Discussion followed regarding the purpose of tenure, the purpose of the clinical track, the impact and problems of the clinical track for faculty since its implementation, the advantages of and concerns about this track, and options.

B. Termination for Cause Standards. Professor Cox distributed documents proposing revisions and clarifications of the University Operations Manual policies re: faculty "unfitness" and termination of tenured faculty. Council members were requested to review this proposal and be prepared to discuss and advise at a future meeting.

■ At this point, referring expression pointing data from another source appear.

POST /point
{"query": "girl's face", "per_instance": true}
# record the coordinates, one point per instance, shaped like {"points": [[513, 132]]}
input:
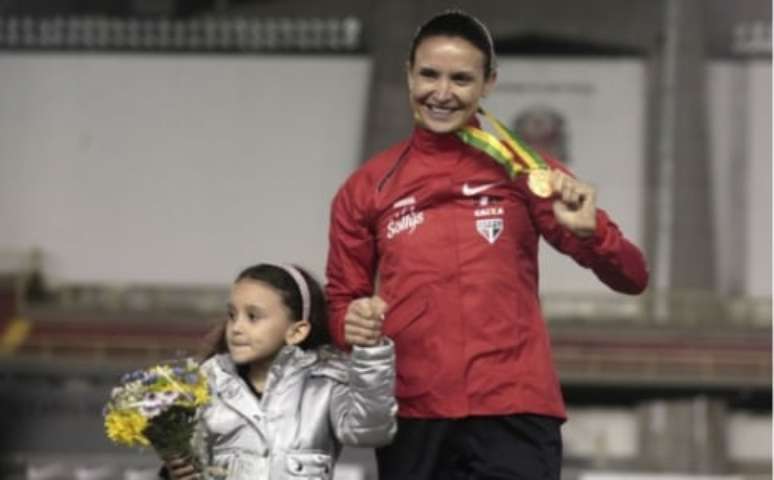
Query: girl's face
{"points": [[259, 323], [446, 83]]}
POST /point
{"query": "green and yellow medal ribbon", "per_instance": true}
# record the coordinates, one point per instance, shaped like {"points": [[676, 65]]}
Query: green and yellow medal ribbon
{"points": [[510, 151]]}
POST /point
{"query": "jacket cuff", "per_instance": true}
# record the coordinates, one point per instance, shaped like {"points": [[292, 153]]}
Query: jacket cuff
{"points": [[384, 351]]}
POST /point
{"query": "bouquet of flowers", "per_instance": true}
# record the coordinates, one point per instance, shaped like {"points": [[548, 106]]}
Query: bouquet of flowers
{"points": [[157, 407]]}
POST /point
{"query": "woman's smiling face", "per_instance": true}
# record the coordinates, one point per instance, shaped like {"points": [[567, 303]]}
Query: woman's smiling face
{"points": [[446, 82]]}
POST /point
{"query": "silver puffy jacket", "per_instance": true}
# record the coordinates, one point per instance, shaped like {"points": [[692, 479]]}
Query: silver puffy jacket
{"points": [[313, 402]]}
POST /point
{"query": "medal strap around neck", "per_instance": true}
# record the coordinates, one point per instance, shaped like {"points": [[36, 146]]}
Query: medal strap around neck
{"points": [[496, 147], [489, 144]]}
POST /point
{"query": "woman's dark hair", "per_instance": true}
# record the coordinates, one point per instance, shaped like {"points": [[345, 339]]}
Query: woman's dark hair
{"points": [[279, 279], [456, 23]]}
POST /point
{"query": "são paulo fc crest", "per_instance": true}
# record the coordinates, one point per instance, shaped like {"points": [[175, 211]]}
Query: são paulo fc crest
{"points": [[490, 228]]}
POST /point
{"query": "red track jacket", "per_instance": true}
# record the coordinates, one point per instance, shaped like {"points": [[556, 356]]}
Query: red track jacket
{"points": [[455, 245]]}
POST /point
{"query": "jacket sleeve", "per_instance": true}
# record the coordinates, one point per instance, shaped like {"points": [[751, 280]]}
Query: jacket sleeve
{"points": [[352, 258], [363, 410], [616, 261]]}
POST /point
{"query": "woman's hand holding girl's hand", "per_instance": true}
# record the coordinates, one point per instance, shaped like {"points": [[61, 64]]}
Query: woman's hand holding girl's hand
{"points": [[363, 321]]}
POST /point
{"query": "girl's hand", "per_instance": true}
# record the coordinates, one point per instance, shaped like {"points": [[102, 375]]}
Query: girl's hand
{"points": [[181, 469], [363, 321]]}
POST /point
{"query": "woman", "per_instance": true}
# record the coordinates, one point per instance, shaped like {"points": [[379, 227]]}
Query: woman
{"points": [[453, 238]]}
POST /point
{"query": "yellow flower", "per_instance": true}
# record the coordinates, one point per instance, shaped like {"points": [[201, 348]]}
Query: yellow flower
{"points": [[126, 428]]}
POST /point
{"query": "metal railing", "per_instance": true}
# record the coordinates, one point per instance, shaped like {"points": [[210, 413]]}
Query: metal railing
{"points": [[297, 34]]}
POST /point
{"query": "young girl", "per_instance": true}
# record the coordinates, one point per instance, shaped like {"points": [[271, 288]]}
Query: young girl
{"points": [[283, 400]]}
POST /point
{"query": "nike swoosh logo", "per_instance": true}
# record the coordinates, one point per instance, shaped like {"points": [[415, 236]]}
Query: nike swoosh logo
{"points": [[469, 191]]}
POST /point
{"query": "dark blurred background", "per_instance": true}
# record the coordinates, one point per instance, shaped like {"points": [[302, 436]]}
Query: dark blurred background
{"points": [[150, 149]]}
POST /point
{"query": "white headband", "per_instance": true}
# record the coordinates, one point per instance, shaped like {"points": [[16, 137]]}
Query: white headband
{"points": [[303, 287]]}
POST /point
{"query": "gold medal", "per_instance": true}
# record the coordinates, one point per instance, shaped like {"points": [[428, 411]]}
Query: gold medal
{"points": [[539, 182]]}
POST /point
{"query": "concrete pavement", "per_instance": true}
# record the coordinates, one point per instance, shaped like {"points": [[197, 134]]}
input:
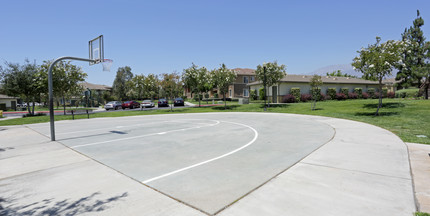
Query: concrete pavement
{"points": [[420, 163], [363, 170]]}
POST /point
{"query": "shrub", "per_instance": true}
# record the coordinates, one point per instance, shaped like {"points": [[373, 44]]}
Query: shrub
{"points": [[340, 96], [384, 92], [197, 96], [359, 92], [253, 94], [316, 93], [375, 95], [365, 95], [323, 97], [331, 92], [352, 95], [371, 92], [305, 97], [261, 93], [35, 114], [289, 98], [344, 91], [296, 93]]}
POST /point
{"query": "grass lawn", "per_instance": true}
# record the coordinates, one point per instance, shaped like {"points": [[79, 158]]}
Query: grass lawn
{"points": [[405, 117]]}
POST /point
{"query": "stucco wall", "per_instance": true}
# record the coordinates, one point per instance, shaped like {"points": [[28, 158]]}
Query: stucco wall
{"points": [[7, 102], [284, 88]]}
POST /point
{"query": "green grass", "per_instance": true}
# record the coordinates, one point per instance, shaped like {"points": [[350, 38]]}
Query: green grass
{"points": [[404, 117], [421, 214]]}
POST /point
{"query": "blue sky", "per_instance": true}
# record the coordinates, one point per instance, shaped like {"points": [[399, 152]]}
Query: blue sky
{"points": [[166, 36]]}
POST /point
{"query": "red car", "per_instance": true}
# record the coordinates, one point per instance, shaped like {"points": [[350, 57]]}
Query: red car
{"points": [[130, 105]]}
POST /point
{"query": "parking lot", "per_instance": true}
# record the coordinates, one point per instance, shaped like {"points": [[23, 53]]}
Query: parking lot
{"points": [[205, 160]]}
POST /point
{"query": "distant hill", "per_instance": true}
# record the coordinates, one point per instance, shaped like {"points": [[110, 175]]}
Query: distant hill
{"points": [[344, 68]]}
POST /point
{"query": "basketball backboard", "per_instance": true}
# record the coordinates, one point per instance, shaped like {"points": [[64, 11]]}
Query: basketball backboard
{"points": [[96, 50]]}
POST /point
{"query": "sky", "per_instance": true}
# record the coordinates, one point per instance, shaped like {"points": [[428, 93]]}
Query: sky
{"points": [[169, 35]]}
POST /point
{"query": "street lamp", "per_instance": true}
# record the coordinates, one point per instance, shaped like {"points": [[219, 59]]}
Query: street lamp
{"points": [[264, 83]]}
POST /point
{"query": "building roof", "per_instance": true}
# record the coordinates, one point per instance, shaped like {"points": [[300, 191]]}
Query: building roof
{"points": [[325, 79], [87, 85], [244, 71], [7, 97]]}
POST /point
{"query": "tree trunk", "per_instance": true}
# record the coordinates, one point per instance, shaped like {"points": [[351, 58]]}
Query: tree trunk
{"points": [[171, 105], [426, 88], [199, 99], [28, 106], [64, 105], [32, 113], [380, 97]]}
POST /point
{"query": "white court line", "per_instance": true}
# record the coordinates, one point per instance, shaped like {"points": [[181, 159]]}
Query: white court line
{"points": [[152, 134], [116, 127], [210, 160]]}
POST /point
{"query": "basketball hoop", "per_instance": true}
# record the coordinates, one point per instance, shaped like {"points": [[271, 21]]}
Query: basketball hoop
{"points": [[107, 63]]}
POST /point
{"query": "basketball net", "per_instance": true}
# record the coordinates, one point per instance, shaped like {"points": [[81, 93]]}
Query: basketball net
{"points": [[107, 63]]}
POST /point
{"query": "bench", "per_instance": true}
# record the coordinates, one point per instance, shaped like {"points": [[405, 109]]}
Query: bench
{"points": [[80, 112]]}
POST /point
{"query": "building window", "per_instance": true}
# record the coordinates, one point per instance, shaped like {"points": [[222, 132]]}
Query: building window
{"points": [[246, 93]]}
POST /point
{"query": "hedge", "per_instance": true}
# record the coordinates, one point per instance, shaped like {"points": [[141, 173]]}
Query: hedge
{"points": [[296, 93], [359, 92], [371, 92], [316, 92], [344, 91], [253, 94], [331, 92], [289, 98], [261, 93]]}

C. University participation in Fair Labor Association. Representing UI Students Against Sweatshops, Joshua Buck and Heidi Sabers described the purpose of their organization and their reasons for lobbying the University to terminate its current licensing agreement with the Fair Labor Association (FLA) to oversee the production of clothing for the UI. UI Students Against Sweatshops supports switching the licensing agreement to the Workers Rights Consortium, because this organization requires full public disclosure of factories, all contractors and sub-contractors, and the use of independent (noncorporate) monitors.

Vice President Rhodes stated that the University does not approve of sweatshop conditions and explained the University's position for its agreement with the FLA. She also reported some changes that had occurred recently in FLA's organization that were intended to make it more effective.

V. The meeting adjourned at 5:15 PM.